GPU accelarate that can not be used with ray and tune in training PPO

I set the ray:

ray.init(num_gpus=1)
results = tune.Tuner(
args.run,
param_space=config,
run_config=air.RunConfig(
stop=stop,
verbose=2,
checkpoint_config=air.CheckpointConfig(checkpoint_at_end=True),
),
).fit()

but the result shows that i can not use the GPU, why:
Logical resource usage: 36.0/104 CPUs, 0/1 GPUs (0.0/1.0 accelerator_type:RTX)

Hi @Keik1999, it is hard to give an opinion without having a reproducable example. Could you provide one?

thanks for your kind help. i figure out this problem today with my colleagues in the research group.

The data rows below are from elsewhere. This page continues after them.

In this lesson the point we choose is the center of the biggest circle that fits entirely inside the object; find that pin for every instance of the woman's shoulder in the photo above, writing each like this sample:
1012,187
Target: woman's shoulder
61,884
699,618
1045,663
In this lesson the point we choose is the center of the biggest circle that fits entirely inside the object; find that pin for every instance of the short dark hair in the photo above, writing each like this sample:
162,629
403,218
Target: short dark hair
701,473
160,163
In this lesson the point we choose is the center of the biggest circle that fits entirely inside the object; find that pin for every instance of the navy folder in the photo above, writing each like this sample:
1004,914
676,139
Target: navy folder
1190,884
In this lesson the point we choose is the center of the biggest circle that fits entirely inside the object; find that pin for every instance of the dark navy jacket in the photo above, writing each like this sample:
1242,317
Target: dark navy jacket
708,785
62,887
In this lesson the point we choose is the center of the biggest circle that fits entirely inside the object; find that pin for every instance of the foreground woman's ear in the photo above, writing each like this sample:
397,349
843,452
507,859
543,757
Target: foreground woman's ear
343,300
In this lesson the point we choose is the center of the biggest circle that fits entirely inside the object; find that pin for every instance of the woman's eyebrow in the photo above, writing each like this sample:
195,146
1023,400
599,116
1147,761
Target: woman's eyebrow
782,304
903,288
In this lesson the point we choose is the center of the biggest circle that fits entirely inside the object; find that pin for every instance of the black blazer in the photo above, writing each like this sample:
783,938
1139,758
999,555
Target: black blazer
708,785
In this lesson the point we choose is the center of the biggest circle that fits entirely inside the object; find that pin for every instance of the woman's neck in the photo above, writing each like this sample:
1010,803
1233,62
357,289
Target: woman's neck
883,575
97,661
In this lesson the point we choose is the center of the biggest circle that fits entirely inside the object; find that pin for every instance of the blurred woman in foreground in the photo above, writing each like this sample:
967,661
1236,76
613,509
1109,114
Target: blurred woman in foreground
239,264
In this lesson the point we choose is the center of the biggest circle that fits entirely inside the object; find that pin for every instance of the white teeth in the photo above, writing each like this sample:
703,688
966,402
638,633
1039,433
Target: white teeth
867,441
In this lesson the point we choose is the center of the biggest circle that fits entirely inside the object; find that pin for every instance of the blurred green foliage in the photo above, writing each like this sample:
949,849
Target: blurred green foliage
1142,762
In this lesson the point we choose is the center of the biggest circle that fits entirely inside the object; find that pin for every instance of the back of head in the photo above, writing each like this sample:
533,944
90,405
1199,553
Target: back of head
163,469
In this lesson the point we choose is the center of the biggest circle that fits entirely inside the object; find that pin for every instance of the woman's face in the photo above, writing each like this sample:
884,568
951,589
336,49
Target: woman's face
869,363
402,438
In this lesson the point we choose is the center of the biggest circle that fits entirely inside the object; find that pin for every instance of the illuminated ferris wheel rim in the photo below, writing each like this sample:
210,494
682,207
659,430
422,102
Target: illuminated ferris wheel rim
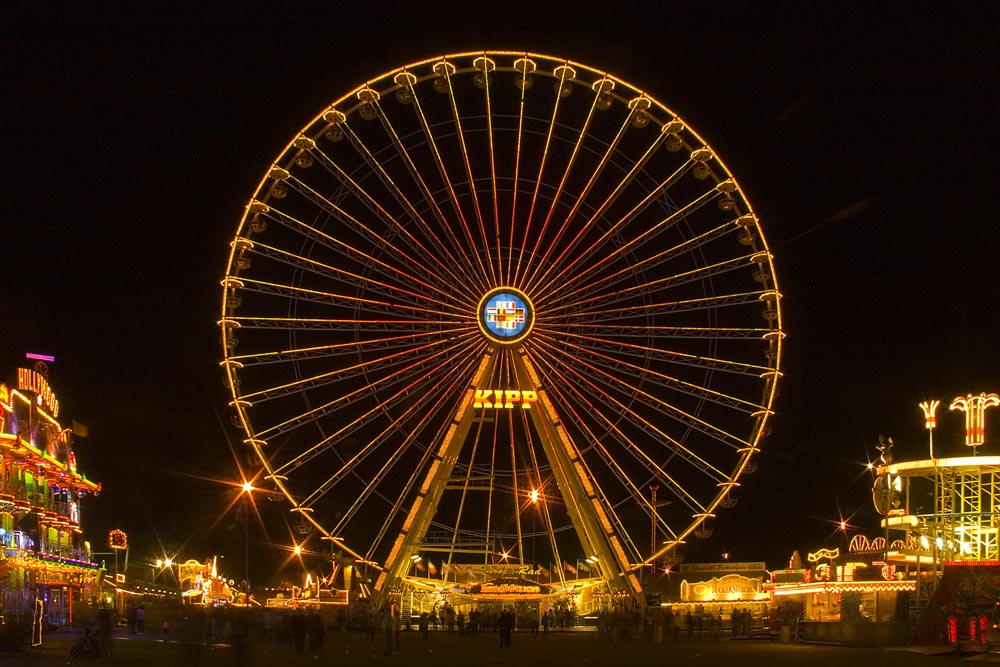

I found that ray allocates the entire gpu to one cpu by default if we use the code:
.resources(num_gpus=1)

but if i use tune to run different parameters, this code will be useless and ray will run in parallel on multiple CPUs.

so i need to use:
.resources(num_gpus_per_worker=0.05)

then everything will be ok!

Logical resource usage: 32.0/256 CPUs, 0.8000000000000002/1 GPUs

by the way i use ray==2.8

1 Like

Great that you found the solution yourself. Note,num_gpus_per_worker is usually only needed if inference is expensive or your env can use GPUs. Most effective is usually the num_gpus_per_learner_worker if _enable_new_api_stack=True. If the latter is False num_gpus defines the number of GPUs for the local worker where usually training happens.